In March and April 2020, global trade in goods was dealt an abrupt blow by global measures to contain the spread of COVID-19, such as restrictions on the movement of people and goods. As a result, global trade volume in goods fell by 12.1% in the second quarter of 2020 compared with the first quarter. Set against the 2008-2009 financial crisis, however, global trade declined less sharply in the first half of 2020 and rebounded earlier and more vigorously (see Figure 1). Even following the resurgence of the virus in many parts of the world in October and November 2020, trade in goods continued to grow. As a result, the global goods trade volume in November 2020 was more than 1% above its pre-crisis level of 31 December 2019. During the financial crisis, it took over two years for trade in goods to return to pre-crisis levels. Global trade in services, which is largely made up of international tourism, is expected to take significantly longer to return to levels seen before the crisis. This is because its recovery largely depends on the extent to which the spread of the virus is contained.

World trade shocks compared

Source: CPB Netherlands Bureau for Economic Policy Analysis and DNB’s own calculations

Goods trade more resilient than previously assumed

The rapid and robust recovery of trade in goods has shown that it is more resilient than was expected at the beginning of the pandemic. For example, in its most positive scenario of March 2020, the World Trade Organization (WTO) forecast that trade in goods would not return to pre-crisis levels until approximately the end of 2021. In contrast to world trade, global output (GDP) declined more sharply in the first half of 2020 than the WTO expected at the beginning of the pandemic, with the decline also being more pronounced than during the financial crisis. According to the latest WTO outlook, world trade volumes will fall only twice as much as global GDP in 2020, rather than six times as much as in the case of the financial crisis. 

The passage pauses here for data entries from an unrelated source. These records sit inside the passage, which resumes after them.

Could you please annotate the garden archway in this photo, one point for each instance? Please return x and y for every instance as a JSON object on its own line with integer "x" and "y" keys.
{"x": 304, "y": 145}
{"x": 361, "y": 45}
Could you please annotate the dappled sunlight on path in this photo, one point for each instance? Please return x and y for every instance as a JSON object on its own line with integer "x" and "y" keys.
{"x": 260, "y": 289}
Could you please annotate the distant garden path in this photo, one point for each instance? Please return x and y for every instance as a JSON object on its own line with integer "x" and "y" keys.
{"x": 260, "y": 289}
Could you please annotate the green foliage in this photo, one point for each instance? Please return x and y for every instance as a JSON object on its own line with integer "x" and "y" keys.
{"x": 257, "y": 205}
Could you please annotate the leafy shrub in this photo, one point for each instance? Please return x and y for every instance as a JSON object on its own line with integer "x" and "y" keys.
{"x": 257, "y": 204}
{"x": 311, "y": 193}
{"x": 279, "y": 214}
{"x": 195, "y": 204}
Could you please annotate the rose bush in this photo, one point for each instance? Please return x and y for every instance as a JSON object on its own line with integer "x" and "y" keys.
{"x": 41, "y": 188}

Capacity of international companies to adapt appears to have been significant 

The above differences are partly explained by the nature of the current crisis, and the policies pursued to combat it. Initially, restrictions on the movement of people and goods caused disruptions in international supply chains. In addition to this supply shock, world trade suffered from a fall in global demand, as consumer spending fell on the back of containment measures or concerns of becoming infected. These containment measures have a greater impact on less trade-intensive services sectors, such as the hotel and catering industry, than on trade-intensive sectors, such as manufacturing. Industrial production has recovered strongly since May last year, partly as a result of generous government income support worldwide and the accommodative policies of central banks. During the 2008-2009 financial crisis, the manufacturing industry took longer to recover. The ultimate speed and degree of recovery of goods trade depends on the pace at which companies operating internationally can resume production and distribution of goods following previous or existing (supply) restrictions. Thus, based on the rapid recovery of trade in goods, most of the companies operating in cross-border supply chains showed resilience to such restrictions.

Caution needed when intervening in supply chains

The outbreak of the pandemic hit world trade hard. In some cases, this even created shortages of (essential) goods. This triggered a policy debate to make international trade more resilient to shocks, including measures to reshore entire production processes or parts thereof. Even today, the coronavirus crisis still causes occasional distortions in supply chains from time to time. However, trade in goods and their related supply chains have proved to be more resilient than anticipated at the outset of the pandemic. This trade has even played an important role in meeting demand for COVID-19-related medical supplies and is currently contributing to the global recovery from the coronavirus crisis. While for some key products public intervention may be desirable in order to ensure security of supply, these developments again underscore the need for caution in government interventions in supply chains in response to the current crisis.